I am trying to prove this binomial identity $\sum_{r=0}^n {r {n \choose r}} = n2^{n-1}$ but am not able to think something except induction,which is of-course not necessary (I think) here, so I am inquisitive to prove this in a more general way.
The left side of an identity occurs while solving another problem (concerning binomial theorem) so I am more interested in deriving the right side from the left side, else I have to remember it now onward.
EDIT: I am more interested in an algebraic proof rather than combinatorial argument or something involving calculus (however I liked svenkatr and Bill Dubuque solution), hence I am removing the combinatorics tag.
Best Answer
Use Gauss' trick for summing a sequence: Combine the sum term-by-term with its reversed-order self, noting that the binomial coefficients are symmetric.

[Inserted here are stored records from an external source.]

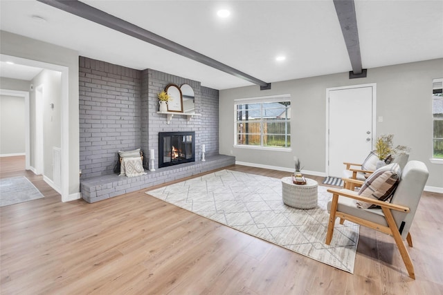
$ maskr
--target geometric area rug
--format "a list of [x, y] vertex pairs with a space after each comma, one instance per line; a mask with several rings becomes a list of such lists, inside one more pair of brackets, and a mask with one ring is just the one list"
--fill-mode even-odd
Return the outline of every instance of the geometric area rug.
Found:
[[0, 207], [44, 198], [24, 176], [0, 179]]
[[359, 227], [338, 219], [331, 244], [325, 244], [332, 198], [326, 189], [318, 186], [316, 208], [297, 209], [283, 203], [280, 179], [222, 170], [146, 193], [353, 274]]

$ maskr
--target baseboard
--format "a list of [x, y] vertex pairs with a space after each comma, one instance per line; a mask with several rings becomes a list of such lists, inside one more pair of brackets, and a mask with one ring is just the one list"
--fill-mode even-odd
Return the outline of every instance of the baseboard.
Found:
[[71, 201], [74, 201], [75, 200], [79, 200], [82, 198], [82, 193], [71, 193], [69, 196], [68, 198], [66, 200], [63, 200], [62, 199], [62, 202], [71, 202]]
[[[278, 171], [287, 171], [287, 172], [291, 172], [291, 173], [293, 173], [294, 171], [293, 168], [279, 167], [278, 166], [271, 166], [271, 165], [263, 165], [262, 164], [248, 163], [247, 162], [235, 161], [235, 164], [248, 166], [249, 167], [263, 168], [264, 169], [277, 170]], [[309, 170], [302, 170], [302, 173], [303, 173], [304, 174], [308, 174], [308, 175], [314, 175], [314, 176], [323, 176], [323, 177], [326, 176], [326, 173], [324, 172], [311, 171]]]
[[426, 185], [424, 187], [424, 190], [431, 193], [443, 193], [443, 187], [431, 187]]
[[15, 157], [16, 155], [26, 155], [24, 153], [0, 154], [0, 157]]
[[55, 185], [54, 182], [48, 177], [47, 177], [46, 175], [43, 175], [43, 180], [44, 180], [44, 182], [46, 182], [51, 187], [54, 189], [54, 190], [58, 193], [60, 193], [60, 195], [62, 194], [62, 190], [60, 189], [60, 188]]

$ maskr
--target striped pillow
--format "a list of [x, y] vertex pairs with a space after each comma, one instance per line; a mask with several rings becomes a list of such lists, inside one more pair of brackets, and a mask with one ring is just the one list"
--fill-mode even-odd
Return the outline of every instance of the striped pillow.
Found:
[[[360, 189], [359, 196], [386, 201], [392, 196], [400, 180], [400, 166], [397, 163], [383, 166], [376, 170]], [[365, 202], [357, 201], [357, 207], [363, 209], [375, 208], [377, 205]]]

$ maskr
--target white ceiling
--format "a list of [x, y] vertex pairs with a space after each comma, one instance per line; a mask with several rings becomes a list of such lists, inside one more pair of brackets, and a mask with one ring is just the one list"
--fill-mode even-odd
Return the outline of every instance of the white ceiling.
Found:
[[[83, 2], [266, 82], [352, 70], [332, 0]], [[230, 17], [217, 17], [222, 8]], [[364, 68], [443, 57], [443, 1], [356, 0], [355, 8]], [[36, 1], [1, 0], [0, 11], [1, 30], [82, 56], [216, 89], [252, 85]]]

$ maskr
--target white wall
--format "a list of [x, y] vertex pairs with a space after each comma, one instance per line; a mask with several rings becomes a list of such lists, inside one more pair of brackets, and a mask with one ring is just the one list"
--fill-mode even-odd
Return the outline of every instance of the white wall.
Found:
[[25, 98], [0, 95], [0, 155], [25, 154]]
[[[43, 153], [44, 175], [51, 180], [53, 178], [53, 147], [60, 148], [61, 142], [61, 95], [62, 73], [51, 70], [43, 70], [31, 82], [34, 89], [42, 86], [43, 88]], [[30, 93], [30, 144], [31, 166], [35, 163], [34, 145], [35, 140], [35, 95], [36, 91]], [[51, 108], [54, 104], [54, 108]]]
[[[63, 160], [68, 168], [67, 173], [63, 175], [64, 180], [66, 178], [66, 180], [63, 180], [66, 187], [62, 188], [62, 198], [64, 201], [79, 198], [78, 52], [5, 31], [0, 31], [0, 39], [1, 54], [68, 68], [67, 89], [62, 89], [64, 93], [67, 93], [67, 98], [62, 104], [67, 111], [66, 126], [68, 132], [62, 134], [66, 142], [65, 151], [62, 146], [62, 154], [68, 152]], [[64, 119], [62, 117], [62, 120]]]
[[[231, 155], [232, 151], [237, 162], [287, 169], [293, 168], [293, 157], [297, 155], [305, 170], [325, 173], [326, 88], [376, 83], [377, 117], [383, 117], [377, 123], [377, 135], [392, 133], [395, 145], [410, 146], [410, 160], [422, 161], [429, 169], [427, 185], [443, 191], [443, 164], [429, 161], [432, 80], [442, 77], [443, 59], [439, 59], [369, 69], [366, 78], [350, 79], [343, 73], [272, 83], [268, 91], [260, 91], [257, 86], [220, 91], [219, 152]], [[234, 99], [287, 93], [291, 95], [292, 152], [234, 148]]]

$$S = \sum_{r=0}^n r { n \choose r } = \sum_{r=0}^n (n-r) {n \choose n-r }$$
So,
$$\begin{eqnarray} 2 S &=& \sum_{r=0}^n \left( r {n\choose r} + (n-r) {n \choose n-r} \right)\\\\ &=& \sum_{r=0}^n \left( r {n\choose r} + (n-r) {n \choose r} \right)\\\\ &=& \sum_{r=0}^n \left( n {n\choose r} \right)\\\\ &=& n \sum_{r=0}^n {n\choose r}\\\\ &=& n 2^n \hspace{0.1in} \text{, by familiar identity} \end{eqnarray}$$
To use a specific example, say, $n= 4$. The "trick" is deal to add the sum to its reverse, so let's look at those sums ...
$$\begin{align} \sum_{r=0}^4 r\binom{4}{r} &\quad=\quad 0 \binom{4}{0} + 1 \binom{4}{1} + 2 \binom{4}{2} + 3\binom{4}{3} + 4\binom{4}{4} \quad= S \\ \sum_{r=0}^4(4-r)\binom{4}{4-r} &\quad=\quad 4 \binom{4}{4} + 3 \binom{4}{3} + 2 \binom{4}{2} + 1 \binom{4}{1} + 0\binom{4}{0} \quad= S \end{align}$$
The fact that the binomial coefficients are "symmetric" says that each such coefficient in the first sum matches the one below it in the second sum. Adding the sums "vertically" (that is, term-by-term), we have $$\sum_{r=0}^4 \left( r + (4-r) \right) \binom{4}{r} \quad=\quad 4\binom{4}{0} + 4\binom{4}{1} + 4\binom{4}{2} + 4\binom{4}{3} + 4\binom{4}{4} \quad=\quad 2 S$$ The trick has given us a common multiplier ($4$, which is to say $n$) that we factor-out: $$n \sum_{r=0}^4 \binom{4}{r} \quad=\quad 4\left(\;\binom{4}{0} + \binom{4}{1} + \binom{4}{2} + \binom{4}{3} + \binom{4}{4} \;\right) \quad=\quad 2 S$$ Finally, because we know the sum of binomial coefficients is an appropriate power of $2$ (why?), this gives $$4\cdot 2^4 = 2 S \qquad\to\qquad S = 4\cdot 2^3 = n\cdot 2^{n-1}$$